Con una ricetta del genere a destra torneranno a chiamarla Dracula, lo sa? “Le solite volgarità inutili. Lo inventò Giulio Tremonti l’appellativo, tra l’altro uno dei primi a utilizzare l’attacco personale per delegittimare gli avversari. Matteo Renzi invece va dicendo che sarei io l’ispiratore della politica fiscale di Meloni, in quanto avrei un approccio punitivo verso i contribuenti”, risponde Visco. “La verità è che ci sono grandissime differenze, a parità di reddito, tra dipendenti e autonomi. Il sistema fiscale non funziona e il governo non fa nulla. L’unico mantra è abbassare le tasse e nemmeno ci riescono. Hanno provato a reintrodurre pure la Sugar tax”.

In questi anni però neanche il centrosinistra è riuscito a fare molto sul fisco, perdendosi tra slogan e idee confuse. “Dopo la nostra generazione c’è stato un problema di classe dirigente. Fatto il Pd, la politica fiscale del nuovo partito è stata praticamente capovolta rispetto alle esperienze precedenti, all’Ulivo. Nei dem si sono tutti allineati alla nuova ortodossia del neoliberismo e dello stato tossico”. 
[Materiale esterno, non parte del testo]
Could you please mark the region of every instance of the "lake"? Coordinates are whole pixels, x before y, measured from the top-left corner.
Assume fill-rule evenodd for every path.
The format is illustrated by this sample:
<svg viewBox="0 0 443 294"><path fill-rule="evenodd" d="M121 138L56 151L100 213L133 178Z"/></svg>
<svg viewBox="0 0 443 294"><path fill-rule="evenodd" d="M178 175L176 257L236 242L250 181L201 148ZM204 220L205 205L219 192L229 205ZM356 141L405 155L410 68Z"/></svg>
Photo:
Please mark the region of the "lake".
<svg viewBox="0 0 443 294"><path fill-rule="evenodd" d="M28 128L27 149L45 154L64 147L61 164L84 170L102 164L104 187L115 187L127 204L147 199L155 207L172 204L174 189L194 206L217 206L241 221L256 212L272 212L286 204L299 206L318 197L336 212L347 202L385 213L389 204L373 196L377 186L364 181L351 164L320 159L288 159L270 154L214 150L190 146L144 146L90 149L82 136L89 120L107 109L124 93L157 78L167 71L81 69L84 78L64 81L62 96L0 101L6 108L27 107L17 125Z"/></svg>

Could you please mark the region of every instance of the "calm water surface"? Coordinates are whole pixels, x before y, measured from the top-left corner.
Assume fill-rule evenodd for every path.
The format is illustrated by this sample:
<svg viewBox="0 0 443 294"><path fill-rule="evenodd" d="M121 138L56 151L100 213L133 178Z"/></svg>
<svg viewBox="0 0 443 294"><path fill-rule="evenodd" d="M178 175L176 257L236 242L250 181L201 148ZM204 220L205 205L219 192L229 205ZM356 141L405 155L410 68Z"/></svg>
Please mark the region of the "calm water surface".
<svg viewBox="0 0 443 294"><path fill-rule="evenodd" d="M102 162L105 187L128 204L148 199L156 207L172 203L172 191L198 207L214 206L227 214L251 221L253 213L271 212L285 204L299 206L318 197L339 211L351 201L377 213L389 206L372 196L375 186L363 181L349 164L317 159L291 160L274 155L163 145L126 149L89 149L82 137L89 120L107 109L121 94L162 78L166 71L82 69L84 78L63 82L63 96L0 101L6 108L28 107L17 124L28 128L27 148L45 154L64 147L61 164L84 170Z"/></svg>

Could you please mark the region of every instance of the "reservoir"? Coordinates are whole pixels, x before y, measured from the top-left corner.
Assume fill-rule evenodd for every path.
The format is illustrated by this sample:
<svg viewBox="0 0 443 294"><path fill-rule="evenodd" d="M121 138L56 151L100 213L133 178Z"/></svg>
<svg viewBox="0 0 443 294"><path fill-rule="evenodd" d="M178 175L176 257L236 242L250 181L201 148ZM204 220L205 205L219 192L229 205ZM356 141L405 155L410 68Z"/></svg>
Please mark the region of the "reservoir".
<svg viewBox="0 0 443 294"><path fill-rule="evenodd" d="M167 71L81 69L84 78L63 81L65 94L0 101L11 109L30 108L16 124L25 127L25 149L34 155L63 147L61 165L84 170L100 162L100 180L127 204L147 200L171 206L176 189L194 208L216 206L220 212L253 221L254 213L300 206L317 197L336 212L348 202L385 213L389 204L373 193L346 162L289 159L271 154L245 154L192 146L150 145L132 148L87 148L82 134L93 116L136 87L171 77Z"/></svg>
Il Pd intanto ha una nuova segretaria, che ha promesso una svolta. Lei la vede? “Forse con Elly Schlein le cose stanno un po’ cambiando”. Sul redditometro è stata persa un’occasione? “Credo di sì, piuttosto che fare polemiche sterili, si poteva affrontare seriamente la questione del fisco. Ma nel Pd ci sono alcuni grandi problemi di fondo”. Quali? “Metà, forse più, del gruppo parlamentare ha ancora in testa queste fanfaluche anti tasse. Non c’è consapevolezza. E poi le questioni fiscali non sono facili. Non tutti quelli che leggono una norma riescono a comprenderla davvero. Il fatto che ora a occuparsene ci siano Cecilia Guerra e Antonio Misiani è un buon segno, sono persone preparate. Ma  – conclude Visco – quello che manca più di tutto è la volontà di fare sul fisco una battaglia politica esplicita, al di là degli annunci”.